So Thom and I walk all the way back to the car and as we are pulling off to go home, he calls me and tells me to come back. So we head on back, because if there is a motto I live by, then it's leave no man behind. We get back and he needs us to drive him to his ex-boyfriends place for the night. Cool. I know his ex, and I feel comfortable doing that and leaving him in the care of someone who knows him well and cares about him. Of course, I knew the dude who I didn't like would not be pleased at this, but whatever, I'm not leaving a homie behind. So we walk all the way across downtown Atlanta to get to his car. So we are driving and about ready to have Thom follow us when the dude I don't like calls. I don't know what was said, but after a lot of squaking and yelling, my friend is like ok I'll stay. And tells me to take him back to the parking deck so he can stay and go to the hotel room.
Now look. I don't know if I was right for this. But I pulled over the car and told him to get there himself, and to also never call me if he needed help again. Here's my thing. You are 20 years old and not of age to be drinking in the first place. Drunk off your ass in Atlanta. You've already called me back from leaving to come get you. Never said thank you for doing so. Your ordering me to drive you places like I have to do this shit. It's three in the morning and you want to rip and run the streets of Atlanta looking like a hot mess? And you want me to take you to some strangers hotel room, who I don't really trust or like all that much. A hotel room which, unless I am mistaken, you haven't paid a dime on? I'm not taking part of these shennanigans. It was one thing that I know his ex boyfriend, and I would have no problem taking him back home. But I am not taking you to someones hotel room who you have barely known for three months.

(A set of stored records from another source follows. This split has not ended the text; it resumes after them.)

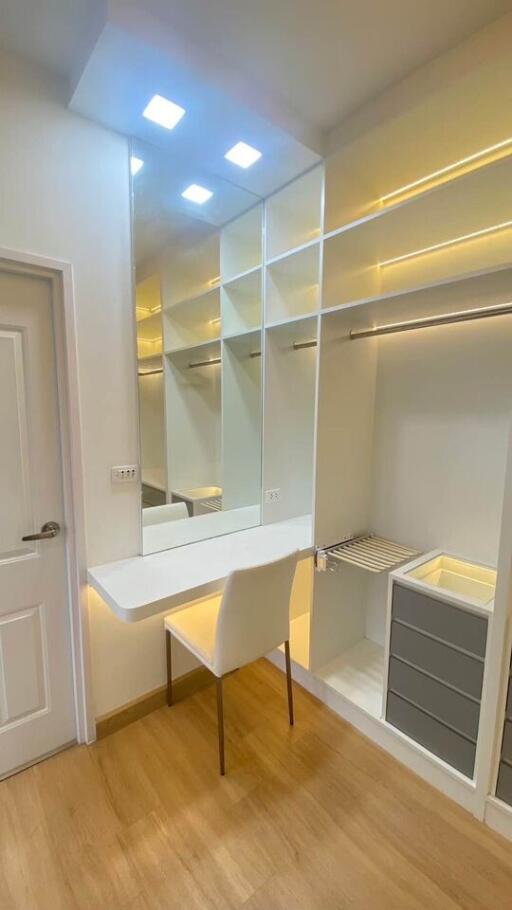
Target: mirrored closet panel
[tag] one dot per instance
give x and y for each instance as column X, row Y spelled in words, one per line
column 198, row 298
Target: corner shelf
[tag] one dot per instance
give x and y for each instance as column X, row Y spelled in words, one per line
column 192, row 321
column 241, row 303
column 461, row 226
column 293, row 214
column 293, row 285
column 241, row 244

Maybe that's just me. I know the last thing I would want to do if I was tore up and drunk in Atlanta, is go to some random hotel room. I'm taking my ass home. There will be no boom boom room for Chris. No after party, and no I do not want to see your pictures from when you went to the white party in Miami. I certainly would not want to spend more time with someone after I burst into tears in front of him. Whether he caused it or not. I'm taking my ass home to get some bread and water. The night is over. Have we learned nothing from Kobe Bryant people?!?
And it honestly felt horrible to leave him there, but it also pissed me off because it showed a slight lack of respect on his part for my role as a friend. Number one I know well and good that if I hadnt called him then I sure as hell would not have received an invite to hang out in ATL. And when we did get there, all of a sudden your acting like we havn't hung out at all because of who your out with? I'm well aware that I am not his best friend, and that I am just one of his many friends. But I tend to treat all my friends the same as Thom, Liz, Sara and Brandon regardless of how long I have known them. And also, how whipped has this dude got you? Your a grown ass man, drunk in a place you don't need to be, and all of a sudden he calls and your running back to a random hotel room? Take your ass home. I have no problem with going out and having a good time, because we all did it. But I also had trusted friends who I had known for years, where if shit popped off, I knew they had my back.
So that was my evening. I feel bad, so I am going to have to call and talk to him about it. Then again it's not even as if he tried to see what was going on last night so. I'm cutting the fat with some of these friends. Everything must go lol. It feels kind of liberating to finally stand up though. All in all though I had a real nice time in Atlanta. I'm gonna have to try going back there a little bit. Although if your drunk and wanting to act all crazy, then don't call me.